I felt completely broken, but I needed to be whole: the embodied and relational emotional experience of prison guards

Detalhes bibliográficos
Ano de defesa: 2024
Autor(a) principal: Lima, Carlos Eduardo de
Orientador(a): Cunliffe, Ann L.
Banca de defesa: Não Informado pela instituição
Tipo de documento: Tese
Tipo de acesso: Acesso embargado
Idioma: eng
Instituição de defesa: Não Informado pela instituição
Programa de Pós-Graduação: Não Informado pela instituição
Departamento: Não Informado pela instituição
País: Não Informado pela instituição
Palavras-chave em Inglês:
Link de acesso: https://hdl.handle.net/10438/35315
Resumo: The prison environment is traditionally known to be challenging, complex, and hostile, not only for inmates but also for the professionals working in these institutions.
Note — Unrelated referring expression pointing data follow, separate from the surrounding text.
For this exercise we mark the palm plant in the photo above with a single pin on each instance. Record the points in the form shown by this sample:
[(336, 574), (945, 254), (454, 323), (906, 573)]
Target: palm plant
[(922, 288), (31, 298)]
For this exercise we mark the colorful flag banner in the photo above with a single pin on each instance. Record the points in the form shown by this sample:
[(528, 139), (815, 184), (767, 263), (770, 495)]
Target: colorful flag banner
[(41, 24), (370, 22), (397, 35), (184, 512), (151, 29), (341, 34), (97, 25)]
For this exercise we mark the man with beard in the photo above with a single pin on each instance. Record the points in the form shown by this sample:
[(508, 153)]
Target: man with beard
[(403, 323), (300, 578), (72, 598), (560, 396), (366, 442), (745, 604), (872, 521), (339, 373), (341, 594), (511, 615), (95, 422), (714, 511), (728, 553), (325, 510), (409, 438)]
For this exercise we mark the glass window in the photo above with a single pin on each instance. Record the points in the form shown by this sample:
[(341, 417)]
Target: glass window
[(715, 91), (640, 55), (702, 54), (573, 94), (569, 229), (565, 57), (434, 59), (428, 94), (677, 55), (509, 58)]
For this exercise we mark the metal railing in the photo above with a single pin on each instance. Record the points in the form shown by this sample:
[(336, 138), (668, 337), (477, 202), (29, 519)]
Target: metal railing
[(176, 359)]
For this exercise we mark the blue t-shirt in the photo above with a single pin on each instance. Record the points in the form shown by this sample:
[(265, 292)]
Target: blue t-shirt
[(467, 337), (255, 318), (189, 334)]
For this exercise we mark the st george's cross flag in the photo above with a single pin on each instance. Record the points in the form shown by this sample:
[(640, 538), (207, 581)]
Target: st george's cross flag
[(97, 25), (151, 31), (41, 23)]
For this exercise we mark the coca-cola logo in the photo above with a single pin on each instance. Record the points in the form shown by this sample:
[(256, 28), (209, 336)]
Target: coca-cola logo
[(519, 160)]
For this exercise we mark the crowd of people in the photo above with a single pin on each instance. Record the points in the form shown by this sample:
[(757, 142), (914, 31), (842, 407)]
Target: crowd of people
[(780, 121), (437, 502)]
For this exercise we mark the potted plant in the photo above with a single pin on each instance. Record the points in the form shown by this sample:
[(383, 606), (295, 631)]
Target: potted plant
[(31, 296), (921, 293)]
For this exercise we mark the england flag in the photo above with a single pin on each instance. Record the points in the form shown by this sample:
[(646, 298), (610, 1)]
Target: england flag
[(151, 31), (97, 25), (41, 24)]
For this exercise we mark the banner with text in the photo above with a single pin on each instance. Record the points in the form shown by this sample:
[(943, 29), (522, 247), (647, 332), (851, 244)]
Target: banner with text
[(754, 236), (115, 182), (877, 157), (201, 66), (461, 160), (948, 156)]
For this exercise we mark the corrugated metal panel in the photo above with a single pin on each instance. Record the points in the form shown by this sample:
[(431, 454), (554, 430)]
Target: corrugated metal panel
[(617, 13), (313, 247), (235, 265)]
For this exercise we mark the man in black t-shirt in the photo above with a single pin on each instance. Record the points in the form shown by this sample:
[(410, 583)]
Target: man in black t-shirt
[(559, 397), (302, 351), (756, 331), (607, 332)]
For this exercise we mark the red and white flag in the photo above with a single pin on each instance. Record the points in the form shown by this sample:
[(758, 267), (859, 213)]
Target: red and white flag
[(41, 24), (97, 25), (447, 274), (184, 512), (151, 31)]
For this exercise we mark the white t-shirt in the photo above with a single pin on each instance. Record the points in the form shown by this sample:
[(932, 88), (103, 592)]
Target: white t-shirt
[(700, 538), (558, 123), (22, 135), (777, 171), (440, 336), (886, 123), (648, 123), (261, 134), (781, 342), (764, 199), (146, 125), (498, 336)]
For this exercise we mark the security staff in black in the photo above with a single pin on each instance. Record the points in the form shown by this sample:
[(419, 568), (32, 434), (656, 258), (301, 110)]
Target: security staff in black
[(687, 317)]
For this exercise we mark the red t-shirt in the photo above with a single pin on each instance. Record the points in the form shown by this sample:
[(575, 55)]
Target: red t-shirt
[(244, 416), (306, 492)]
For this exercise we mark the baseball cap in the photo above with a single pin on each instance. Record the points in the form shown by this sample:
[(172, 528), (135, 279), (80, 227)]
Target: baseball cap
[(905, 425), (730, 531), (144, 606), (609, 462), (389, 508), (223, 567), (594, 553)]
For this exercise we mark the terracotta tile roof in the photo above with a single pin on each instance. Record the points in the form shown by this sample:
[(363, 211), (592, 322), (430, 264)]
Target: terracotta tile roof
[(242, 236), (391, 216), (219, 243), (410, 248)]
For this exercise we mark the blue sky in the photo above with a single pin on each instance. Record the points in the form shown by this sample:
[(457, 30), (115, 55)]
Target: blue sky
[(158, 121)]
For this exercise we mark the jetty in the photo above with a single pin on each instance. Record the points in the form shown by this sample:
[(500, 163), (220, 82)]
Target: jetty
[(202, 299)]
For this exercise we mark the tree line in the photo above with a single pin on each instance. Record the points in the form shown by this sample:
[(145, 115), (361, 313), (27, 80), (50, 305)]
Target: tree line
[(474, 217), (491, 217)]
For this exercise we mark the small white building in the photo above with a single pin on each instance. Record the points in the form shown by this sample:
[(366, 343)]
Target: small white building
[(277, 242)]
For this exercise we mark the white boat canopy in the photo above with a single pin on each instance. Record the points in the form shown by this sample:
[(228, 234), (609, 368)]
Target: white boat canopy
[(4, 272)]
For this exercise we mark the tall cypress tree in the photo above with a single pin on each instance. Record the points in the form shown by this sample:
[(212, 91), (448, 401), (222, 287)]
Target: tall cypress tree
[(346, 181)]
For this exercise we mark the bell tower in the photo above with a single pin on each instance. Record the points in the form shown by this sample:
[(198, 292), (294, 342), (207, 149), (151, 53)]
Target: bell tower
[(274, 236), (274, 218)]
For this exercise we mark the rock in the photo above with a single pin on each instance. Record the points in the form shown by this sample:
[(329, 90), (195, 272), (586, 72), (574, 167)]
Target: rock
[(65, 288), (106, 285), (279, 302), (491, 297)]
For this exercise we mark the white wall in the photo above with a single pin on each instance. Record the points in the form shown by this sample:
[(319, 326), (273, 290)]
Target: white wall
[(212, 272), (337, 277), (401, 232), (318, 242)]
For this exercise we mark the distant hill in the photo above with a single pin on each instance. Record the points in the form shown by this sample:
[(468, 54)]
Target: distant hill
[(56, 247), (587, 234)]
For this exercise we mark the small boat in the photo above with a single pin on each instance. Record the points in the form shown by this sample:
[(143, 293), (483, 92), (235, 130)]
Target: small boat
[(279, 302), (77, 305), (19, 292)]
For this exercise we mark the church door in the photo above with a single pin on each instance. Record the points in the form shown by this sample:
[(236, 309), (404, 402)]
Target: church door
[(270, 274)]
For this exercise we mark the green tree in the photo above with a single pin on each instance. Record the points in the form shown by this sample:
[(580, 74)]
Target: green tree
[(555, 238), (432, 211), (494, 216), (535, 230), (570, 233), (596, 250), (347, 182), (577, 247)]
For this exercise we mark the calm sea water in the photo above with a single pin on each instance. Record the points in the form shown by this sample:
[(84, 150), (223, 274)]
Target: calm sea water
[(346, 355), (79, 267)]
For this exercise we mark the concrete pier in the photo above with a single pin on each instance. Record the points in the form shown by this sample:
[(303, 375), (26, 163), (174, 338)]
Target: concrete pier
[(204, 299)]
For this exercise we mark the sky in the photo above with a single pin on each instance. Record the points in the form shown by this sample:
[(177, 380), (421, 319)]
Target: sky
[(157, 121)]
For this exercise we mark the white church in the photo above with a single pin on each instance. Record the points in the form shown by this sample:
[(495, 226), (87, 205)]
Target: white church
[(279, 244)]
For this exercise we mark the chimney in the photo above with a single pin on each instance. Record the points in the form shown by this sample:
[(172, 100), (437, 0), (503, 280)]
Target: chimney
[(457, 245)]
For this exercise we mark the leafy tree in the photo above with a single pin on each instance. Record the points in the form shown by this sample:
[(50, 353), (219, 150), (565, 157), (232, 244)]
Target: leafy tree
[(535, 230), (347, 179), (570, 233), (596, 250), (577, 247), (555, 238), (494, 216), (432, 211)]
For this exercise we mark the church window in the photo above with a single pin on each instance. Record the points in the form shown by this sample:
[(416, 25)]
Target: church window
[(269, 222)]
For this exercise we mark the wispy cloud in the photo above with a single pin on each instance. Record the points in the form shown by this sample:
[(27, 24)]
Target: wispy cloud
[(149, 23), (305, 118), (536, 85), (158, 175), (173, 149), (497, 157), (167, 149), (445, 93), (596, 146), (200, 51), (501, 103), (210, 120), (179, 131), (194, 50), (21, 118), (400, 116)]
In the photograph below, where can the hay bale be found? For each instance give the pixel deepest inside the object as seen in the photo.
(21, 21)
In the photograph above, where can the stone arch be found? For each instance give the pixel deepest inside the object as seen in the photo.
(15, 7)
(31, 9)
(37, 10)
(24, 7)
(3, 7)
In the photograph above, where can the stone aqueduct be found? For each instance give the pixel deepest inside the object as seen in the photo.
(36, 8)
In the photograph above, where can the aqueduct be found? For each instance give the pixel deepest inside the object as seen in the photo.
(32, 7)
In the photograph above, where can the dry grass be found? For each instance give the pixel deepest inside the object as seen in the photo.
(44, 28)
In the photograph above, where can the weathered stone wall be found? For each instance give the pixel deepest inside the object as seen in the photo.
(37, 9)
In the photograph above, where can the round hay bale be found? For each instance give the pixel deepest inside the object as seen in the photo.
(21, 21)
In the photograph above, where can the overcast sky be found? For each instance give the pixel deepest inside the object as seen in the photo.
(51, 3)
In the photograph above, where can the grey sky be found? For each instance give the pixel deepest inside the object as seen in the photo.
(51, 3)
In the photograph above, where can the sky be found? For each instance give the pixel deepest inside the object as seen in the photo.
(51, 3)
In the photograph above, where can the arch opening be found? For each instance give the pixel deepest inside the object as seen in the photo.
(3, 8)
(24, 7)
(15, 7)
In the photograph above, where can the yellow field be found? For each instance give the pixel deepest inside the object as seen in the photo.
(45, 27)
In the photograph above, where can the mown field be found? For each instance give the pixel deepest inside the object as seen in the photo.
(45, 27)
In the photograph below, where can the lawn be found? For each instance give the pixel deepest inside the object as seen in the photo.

In Brazil, the nature of prison work is marked by specificities such as overcrowding, the rise of criminal gangs operating inside and outside prisons, and the presence of power relations and political interests that turn these environments into true emotional arenas. One of the human figures inherent in prisons is the prison guards, whose work routine includes exposure to violence, high pressure, and the challenging task of practicing a stigmatized profession while simultaneously maintaining order and security. This context motivated the objective of this study, which is to understand how prison guards experience emotions at work and how they experience – in embodied ways – their relationship with their surroundings. The thesis was conducted through a phenomenological approach inspired by Maurice Merleau-Ponty. The research method used combined insider ethnography with Interpretative Phenomenological Analysis of twenty interviews conducted with twenty prison guards. Among the research results, it is highlighted that the emotional experience of prison guards is embodied and relational, as it is intertwined with other bodies, space, and time. The contributions of the research are twofold: first, I expand knowledge on emotion studies in organizational studies by theorizing its relational aspect. Secondly, I present an alternative way to explore emotions, whose approach broadens the possibility of understanding the experience with an enriched focus on cultural, material, and contextual dimensions.